С сезона 1972—1973 годов наши с женой поездки за свиридовской музыкой стали регулярными. Я начал складывать концертные программы в отдельную папку, а потом и в коробку побольше; недавно пересчитал их, и оказалось, что только программ с произведениями Свиридова за 25 лет — с 1971 по 1996 год — собралось у меня около ста пятидесяти. На них мы отмечали изменения в порядке следования номеров, если они случались, и названия сочинений, исполненных сверх обозначенных печатно. Иногда здесь же по горячим следам записывались впечатления от услышанного.

24 февраля 1973 года в Большом зале консерватории нам еще раз посчаст­ливилось встретиться с живым звучанием ансамбля Свиридов — Ведер­ников. Первое отделение концерта было составлено из романсов русских композиторов — Глинки, Бородина, Мусоргского.

 

Не требуй песен от певца,

Когда житейские волненья

Замкнули вещие уста

Для радости и вдохновенья...

 

С музыки Глинки на эти слова начался тот памятный вечер. Затем прозвучала “Попутная песня”, а следующим номером стала знаменитая глинкинская “Вене­циан­ская ночь” на слова Ивана Козлова. И посейчас остаюсь в убеждении, что Свиридов и Ведерников — поистине совершенные исполнители этого романса (к счастью, он был записан на пластинку).

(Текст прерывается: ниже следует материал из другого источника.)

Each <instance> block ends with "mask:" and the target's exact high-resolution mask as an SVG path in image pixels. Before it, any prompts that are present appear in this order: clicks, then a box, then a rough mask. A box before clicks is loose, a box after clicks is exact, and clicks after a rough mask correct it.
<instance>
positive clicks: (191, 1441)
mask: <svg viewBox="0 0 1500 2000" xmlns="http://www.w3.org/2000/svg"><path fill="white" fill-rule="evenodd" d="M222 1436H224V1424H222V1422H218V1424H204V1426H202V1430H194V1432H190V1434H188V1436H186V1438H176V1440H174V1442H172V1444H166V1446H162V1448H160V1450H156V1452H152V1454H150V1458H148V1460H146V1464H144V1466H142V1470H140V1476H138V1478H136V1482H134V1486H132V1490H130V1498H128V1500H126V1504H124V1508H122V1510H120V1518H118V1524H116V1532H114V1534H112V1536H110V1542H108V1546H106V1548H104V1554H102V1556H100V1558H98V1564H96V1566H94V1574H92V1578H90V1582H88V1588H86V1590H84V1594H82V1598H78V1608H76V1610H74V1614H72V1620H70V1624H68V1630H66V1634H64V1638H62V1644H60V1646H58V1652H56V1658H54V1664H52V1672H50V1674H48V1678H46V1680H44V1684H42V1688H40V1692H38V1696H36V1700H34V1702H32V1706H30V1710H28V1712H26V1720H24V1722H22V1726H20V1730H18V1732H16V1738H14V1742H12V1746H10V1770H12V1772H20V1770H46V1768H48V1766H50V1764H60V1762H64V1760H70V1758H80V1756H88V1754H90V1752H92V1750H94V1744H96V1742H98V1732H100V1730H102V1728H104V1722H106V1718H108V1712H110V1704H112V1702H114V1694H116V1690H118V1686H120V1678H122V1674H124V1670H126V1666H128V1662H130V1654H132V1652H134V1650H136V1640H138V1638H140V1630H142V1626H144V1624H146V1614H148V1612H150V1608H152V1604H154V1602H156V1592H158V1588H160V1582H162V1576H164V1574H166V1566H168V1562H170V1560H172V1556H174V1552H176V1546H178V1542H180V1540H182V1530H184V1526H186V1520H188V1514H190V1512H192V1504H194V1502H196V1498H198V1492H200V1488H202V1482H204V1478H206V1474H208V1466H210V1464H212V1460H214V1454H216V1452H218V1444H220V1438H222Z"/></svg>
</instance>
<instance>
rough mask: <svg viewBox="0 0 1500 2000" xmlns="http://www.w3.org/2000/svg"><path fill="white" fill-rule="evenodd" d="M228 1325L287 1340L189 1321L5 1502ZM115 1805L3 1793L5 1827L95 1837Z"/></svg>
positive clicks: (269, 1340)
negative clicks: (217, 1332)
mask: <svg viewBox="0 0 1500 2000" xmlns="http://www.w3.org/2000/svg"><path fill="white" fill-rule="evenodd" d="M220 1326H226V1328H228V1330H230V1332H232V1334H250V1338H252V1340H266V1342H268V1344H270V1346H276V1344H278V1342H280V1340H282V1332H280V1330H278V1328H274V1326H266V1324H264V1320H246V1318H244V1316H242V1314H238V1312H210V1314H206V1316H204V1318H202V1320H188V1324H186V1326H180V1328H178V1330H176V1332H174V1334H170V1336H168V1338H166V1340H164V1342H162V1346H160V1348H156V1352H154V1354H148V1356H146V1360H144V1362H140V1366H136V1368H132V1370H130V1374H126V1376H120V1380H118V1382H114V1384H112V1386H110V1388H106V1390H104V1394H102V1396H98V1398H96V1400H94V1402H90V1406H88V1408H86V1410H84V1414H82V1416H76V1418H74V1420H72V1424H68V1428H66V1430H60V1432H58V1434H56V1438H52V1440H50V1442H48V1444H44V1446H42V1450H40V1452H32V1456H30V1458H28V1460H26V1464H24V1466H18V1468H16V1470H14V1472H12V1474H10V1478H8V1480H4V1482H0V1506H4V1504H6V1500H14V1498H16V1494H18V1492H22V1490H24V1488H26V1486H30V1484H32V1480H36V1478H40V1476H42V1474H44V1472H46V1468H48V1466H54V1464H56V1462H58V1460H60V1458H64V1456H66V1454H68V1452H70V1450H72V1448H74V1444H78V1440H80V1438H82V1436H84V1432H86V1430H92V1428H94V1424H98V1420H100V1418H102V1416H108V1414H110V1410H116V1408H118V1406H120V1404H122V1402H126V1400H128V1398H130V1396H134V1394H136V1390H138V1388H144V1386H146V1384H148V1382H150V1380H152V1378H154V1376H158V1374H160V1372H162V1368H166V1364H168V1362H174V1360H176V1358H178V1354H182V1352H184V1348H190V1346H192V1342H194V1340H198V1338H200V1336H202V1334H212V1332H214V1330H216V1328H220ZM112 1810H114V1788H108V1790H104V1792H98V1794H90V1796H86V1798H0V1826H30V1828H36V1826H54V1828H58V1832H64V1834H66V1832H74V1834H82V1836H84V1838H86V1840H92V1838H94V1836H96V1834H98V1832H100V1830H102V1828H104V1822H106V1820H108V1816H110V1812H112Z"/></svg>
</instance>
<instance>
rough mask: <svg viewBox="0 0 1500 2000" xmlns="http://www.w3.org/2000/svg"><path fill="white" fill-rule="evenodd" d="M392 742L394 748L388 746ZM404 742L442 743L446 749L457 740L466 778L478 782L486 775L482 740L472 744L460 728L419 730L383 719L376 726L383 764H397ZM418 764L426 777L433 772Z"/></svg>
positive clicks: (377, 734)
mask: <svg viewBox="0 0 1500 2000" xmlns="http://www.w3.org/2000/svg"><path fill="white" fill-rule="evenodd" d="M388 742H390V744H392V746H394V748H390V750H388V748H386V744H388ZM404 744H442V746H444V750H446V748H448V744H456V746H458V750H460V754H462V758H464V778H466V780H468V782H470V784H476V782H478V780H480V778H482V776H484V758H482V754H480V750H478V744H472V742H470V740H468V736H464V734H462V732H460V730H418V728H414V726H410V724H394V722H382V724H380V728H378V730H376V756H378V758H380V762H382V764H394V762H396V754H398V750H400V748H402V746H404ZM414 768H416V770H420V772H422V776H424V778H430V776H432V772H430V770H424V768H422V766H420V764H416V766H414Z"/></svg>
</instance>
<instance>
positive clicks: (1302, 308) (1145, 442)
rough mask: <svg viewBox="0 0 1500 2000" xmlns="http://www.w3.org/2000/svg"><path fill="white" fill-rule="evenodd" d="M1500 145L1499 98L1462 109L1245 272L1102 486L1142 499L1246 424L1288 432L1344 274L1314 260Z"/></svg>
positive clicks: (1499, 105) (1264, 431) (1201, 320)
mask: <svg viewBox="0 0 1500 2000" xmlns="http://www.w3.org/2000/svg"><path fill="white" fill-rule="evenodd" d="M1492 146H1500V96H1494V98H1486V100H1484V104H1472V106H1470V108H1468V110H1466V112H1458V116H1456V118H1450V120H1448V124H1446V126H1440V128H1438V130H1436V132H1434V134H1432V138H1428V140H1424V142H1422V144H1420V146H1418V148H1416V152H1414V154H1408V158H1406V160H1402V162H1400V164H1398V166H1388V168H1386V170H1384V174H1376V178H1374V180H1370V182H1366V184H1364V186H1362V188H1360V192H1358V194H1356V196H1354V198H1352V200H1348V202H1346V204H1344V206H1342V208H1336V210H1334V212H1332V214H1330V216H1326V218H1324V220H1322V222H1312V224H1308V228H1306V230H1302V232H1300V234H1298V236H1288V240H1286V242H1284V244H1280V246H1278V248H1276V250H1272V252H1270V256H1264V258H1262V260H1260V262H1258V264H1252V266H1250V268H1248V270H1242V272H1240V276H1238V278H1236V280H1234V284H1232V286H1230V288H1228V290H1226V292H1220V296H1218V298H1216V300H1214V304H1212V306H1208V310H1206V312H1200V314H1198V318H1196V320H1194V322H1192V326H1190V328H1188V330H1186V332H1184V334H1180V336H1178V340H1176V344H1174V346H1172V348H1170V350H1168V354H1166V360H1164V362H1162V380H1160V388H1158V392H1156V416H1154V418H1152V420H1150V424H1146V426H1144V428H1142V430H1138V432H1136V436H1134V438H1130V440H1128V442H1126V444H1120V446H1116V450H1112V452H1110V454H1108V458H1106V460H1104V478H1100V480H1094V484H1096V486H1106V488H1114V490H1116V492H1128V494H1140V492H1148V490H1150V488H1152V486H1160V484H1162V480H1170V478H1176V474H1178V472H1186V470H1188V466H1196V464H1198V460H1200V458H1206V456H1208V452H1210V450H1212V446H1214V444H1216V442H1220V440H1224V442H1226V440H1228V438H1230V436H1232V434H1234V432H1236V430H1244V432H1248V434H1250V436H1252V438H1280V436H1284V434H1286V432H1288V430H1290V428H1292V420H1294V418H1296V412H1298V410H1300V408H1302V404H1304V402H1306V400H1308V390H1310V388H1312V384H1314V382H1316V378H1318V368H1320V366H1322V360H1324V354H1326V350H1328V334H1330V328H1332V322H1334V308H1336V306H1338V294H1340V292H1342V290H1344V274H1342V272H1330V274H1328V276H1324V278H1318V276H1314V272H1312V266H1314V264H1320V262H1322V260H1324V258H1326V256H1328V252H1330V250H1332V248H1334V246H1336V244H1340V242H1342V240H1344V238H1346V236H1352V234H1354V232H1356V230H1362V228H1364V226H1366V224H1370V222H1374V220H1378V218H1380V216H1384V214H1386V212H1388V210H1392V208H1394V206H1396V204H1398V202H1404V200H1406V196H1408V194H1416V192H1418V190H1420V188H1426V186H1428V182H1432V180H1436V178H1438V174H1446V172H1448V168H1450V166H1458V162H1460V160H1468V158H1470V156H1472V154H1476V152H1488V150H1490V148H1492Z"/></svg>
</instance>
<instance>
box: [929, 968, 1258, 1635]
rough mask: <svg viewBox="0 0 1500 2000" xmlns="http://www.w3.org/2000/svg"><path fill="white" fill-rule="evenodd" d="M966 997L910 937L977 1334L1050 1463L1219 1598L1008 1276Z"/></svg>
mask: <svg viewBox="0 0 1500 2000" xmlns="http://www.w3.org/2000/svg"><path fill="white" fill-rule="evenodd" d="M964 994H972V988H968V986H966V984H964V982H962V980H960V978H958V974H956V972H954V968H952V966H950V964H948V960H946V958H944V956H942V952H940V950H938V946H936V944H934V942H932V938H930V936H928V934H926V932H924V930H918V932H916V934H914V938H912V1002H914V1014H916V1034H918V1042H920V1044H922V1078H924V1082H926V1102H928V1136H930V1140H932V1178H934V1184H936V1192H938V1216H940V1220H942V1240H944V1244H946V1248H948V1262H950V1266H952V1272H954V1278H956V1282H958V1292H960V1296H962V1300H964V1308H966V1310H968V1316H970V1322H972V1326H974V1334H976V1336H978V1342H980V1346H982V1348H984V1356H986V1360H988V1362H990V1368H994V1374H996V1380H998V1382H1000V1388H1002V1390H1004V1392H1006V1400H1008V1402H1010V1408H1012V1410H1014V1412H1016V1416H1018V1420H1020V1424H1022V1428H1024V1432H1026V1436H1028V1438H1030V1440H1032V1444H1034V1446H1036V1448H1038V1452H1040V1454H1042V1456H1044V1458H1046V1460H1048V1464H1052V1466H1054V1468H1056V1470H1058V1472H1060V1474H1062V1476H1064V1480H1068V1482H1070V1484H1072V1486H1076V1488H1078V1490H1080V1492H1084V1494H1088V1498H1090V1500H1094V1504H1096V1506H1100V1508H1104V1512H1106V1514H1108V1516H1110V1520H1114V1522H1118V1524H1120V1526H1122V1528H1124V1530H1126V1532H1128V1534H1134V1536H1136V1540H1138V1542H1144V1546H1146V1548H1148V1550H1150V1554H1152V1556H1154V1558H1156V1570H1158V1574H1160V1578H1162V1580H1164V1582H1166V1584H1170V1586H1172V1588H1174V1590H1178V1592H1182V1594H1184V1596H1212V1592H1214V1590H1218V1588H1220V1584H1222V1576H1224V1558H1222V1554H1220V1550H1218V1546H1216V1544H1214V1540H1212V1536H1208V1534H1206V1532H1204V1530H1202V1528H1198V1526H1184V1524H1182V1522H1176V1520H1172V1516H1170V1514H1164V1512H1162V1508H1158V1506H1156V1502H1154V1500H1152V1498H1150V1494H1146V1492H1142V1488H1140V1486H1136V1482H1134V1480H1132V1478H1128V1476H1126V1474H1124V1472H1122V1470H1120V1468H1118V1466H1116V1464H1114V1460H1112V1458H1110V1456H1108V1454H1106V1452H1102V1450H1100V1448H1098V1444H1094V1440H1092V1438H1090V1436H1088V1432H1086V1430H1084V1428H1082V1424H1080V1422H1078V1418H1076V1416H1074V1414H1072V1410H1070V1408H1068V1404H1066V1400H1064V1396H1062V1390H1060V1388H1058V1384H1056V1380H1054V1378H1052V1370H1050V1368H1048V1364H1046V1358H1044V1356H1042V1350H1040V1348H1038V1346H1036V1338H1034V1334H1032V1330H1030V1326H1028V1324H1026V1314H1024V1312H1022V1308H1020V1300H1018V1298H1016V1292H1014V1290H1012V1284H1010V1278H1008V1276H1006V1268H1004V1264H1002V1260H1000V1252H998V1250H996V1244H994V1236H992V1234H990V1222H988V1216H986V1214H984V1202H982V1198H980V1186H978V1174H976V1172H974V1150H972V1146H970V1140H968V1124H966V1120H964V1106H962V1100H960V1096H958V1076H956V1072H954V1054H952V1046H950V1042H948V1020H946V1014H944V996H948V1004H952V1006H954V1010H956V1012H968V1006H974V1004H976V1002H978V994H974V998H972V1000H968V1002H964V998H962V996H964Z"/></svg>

Такое же сильное впечатление произвели песни Мусоргского, особенно “Серенада” из цикла “Песни и пляски смерти”. А первым из “бисов” концерта стала его же песня “По грибы” на слова Льва Мея, которую я никогда не слыхал раньше:

 

Рыжичков, волвяночек,

Белыих беляночек

Соберу скорешенько

Я, млада-младешенька,

Что ль для свекра-батюшки,

Для свекрови-матушки,

Перестали б скряжничать,

Сели бы пображничать!..

 

Это колоритное сочинение было не только спето с неподражаемой иронией, но и сыграно певцом в духе оперных персонажей Мусоргского... Надо ли говорить, какой неравнодушный прием встретила такая интерпретация у слушателей.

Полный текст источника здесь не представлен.